Optimization in Structural Dynamics and Vibroacoustics (Practical optimization using Finite Element method)
This Module is offered by Chair of Vibro-Acoustics of Vehicles and Machines (Prof. Marburg).
This module handbook serves to describe contents, learning outcome, methods and examination type as well as linking to current dates for courses and module examination in the respective
Module version of SS 2021 (current)
There are historic module descriptions of this module. A module description is valid until replaced by a newer one.
Whether the module’s courses are offered during a specific semester is listed in the section Courses, Learning and Teaching Methods and Literature below.
|available module versions
MW2420 is a semester module
in German or English language
at Master’s level
which is offered in summer semester.
This module description is valid from SS 2019 to WS 2021/2.
• Basic knowledge of structural dynamics and vibroacoustics
• Mathematical foundations of optimization
• Linear and nonlinear optimization
• Numerical methods in optimization
• FEM-based optimization
• Topology Optimization
• Optimization in structural dynamics
• Optimization in vibroacoustics
Upon successful completion of the modul, students will be able to apply the applied methods of structural optimization and vibroacoustic problems in the industrial sectors. In addition, the students know the linear optimization problems, are able to grasp the possibilities and limits of optimization procedures, can apply them to structural dynamics and vibroacoustics and are able to solve optimal design in structural dynamics, vibration and acoustics by means of FEM under consideration of various influencing parameters.
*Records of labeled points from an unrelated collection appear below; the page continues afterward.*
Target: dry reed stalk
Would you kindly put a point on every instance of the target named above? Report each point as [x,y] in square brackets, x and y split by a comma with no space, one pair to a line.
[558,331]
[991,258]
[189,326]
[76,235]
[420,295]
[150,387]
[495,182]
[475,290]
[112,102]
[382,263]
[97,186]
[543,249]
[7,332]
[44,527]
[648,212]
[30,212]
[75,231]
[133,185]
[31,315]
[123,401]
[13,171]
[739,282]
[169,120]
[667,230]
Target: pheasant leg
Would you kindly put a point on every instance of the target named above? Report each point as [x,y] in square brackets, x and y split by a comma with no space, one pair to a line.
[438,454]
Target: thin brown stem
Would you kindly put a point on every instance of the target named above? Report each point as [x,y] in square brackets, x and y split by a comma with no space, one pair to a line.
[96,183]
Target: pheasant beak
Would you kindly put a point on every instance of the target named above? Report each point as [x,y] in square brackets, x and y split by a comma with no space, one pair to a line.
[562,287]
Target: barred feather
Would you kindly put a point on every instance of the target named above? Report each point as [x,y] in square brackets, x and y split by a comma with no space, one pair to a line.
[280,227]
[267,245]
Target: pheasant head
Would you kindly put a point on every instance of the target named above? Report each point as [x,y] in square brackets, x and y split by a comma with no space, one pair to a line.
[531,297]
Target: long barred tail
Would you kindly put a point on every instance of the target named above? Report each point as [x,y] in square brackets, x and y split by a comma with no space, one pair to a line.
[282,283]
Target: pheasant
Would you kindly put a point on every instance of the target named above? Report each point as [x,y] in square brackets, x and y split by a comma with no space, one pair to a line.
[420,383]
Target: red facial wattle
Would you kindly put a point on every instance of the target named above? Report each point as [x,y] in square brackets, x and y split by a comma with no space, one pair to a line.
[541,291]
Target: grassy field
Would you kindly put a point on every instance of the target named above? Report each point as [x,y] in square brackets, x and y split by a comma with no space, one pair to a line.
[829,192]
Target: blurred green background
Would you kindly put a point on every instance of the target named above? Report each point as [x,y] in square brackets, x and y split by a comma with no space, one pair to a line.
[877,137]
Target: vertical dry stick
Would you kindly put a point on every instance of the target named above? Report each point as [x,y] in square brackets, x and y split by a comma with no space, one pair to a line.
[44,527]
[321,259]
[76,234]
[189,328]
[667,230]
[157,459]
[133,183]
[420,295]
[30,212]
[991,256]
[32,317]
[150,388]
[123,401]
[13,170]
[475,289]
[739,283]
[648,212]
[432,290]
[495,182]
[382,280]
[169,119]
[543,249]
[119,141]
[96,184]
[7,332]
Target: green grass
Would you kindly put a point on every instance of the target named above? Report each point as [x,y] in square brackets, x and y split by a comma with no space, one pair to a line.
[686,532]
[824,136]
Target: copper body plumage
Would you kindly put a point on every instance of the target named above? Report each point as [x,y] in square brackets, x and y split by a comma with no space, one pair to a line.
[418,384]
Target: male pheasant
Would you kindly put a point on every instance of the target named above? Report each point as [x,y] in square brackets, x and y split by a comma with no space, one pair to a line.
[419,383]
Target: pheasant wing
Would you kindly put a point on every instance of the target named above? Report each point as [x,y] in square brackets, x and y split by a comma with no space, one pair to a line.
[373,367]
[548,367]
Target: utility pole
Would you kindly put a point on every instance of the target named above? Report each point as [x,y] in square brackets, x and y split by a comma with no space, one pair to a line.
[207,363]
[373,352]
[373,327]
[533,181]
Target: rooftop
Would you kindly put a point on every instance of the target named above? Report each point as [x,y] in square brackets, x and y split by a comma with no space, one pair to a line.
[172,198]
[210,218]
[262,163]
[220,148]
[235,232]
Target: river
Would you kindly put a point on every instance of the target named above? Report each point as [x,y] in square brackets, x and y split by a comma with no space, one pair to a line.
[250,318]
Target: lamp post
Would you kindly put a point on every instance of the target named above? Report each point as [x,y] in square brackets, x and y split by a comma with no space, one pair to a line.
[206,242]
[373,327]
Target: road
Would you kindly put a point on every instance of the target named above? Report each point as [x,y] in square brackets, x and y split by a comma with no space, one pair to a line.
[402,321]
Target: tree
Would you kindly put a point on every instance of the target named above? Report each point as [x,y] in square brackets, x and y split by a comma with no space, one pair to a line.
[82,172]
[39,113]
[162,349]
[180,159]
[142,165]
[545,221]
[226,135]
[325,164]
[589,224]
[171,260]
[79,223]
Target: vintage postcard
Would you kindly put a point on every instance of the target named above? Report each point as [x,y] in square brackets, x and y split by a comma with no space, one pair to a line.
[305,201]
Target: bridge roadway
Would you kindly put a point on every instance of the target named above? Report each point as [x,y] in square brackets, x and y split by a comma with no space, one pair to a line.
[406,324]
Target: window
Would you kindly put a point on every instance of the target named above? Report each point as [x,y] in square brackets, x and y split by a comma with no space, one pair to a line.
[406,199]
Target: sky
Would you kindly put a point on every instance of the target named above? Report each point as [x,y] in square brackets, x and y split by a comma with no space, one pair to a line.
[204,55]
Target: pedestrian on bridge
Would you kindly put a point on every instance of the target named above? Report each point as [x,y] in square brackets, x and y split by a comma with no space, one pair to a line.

Engineering Mechanics, Physics and Higher Mathematics (B.Sc. level), Basics of Kinematics / Dynamics
Learning and Teaching Methods
In the lecture learning contents are taught based on lecture and description via tablet PC and beamer. The script for the lectures and exercises will be uploaded to TUM-Moodle. The exercise is held as a computational exercise. For this purpose, the solution of which will be discussed in the exercise with the tutor. The exercise is designed so that in most cases, the tasks are already solved by the students in the preparation of the exercise and in the exercise only open questions are clarified. For tasks, it makes sense to visualize the solutions numerically with MATLAB and Abaqus (or Ansys). Finally, in a numerical optimization project, students are introduced to the handling of commercial FE software on the basis of a vibroacoustics problem. The students learn for example how to use the methods of structural and vibroacoustic optimization in the industrial sector and how to find an optimal design in structural dynamics, vibration control and acoustics using FEM, taking into account various influencing factors.
Media forms: lecture, presentation, tablet PC with video projector, blackboard
• J. S. Arora: Introduction to Optimum Design, Academic Press, 3rd edition, 2012.
• S. Marburg: Developments in Structural-Acoustic Optimization for Passive Noise Control, Archives of Computational Methods in Engineering, Vol. 9, 4, p. 291-370, 2002.
• C. Grimme, J. Bossek: Einführung in die Optimierung: Konzepte, Methoden und Anwendungen, Springer Vieweg, 2018.
Description of exams and course work
The module exam is held depending on the number of participants as a written exam (60min) or as an oral exam (20min). The decision will be told to the students at the beginning of the semester. Allowed as an auxiliary tool is a non-programmable calculator. The exam examines to what extent the students understand the basic concepts of optimization and how they can demonstrate solutions to concrete application problems in structural dynamics and vibroacoustics by means of numerical methods. In the exam, the students show for example that they know the linear optimization methods as well as their possibilities and limitations and apply them to structural dynamics and vibroacoustics. Furthermore, the students demonstrate that they can work out the relevant parameters of an optimization task and take them into account when solving the problem.
There is a possibility to take the exam in the following semester.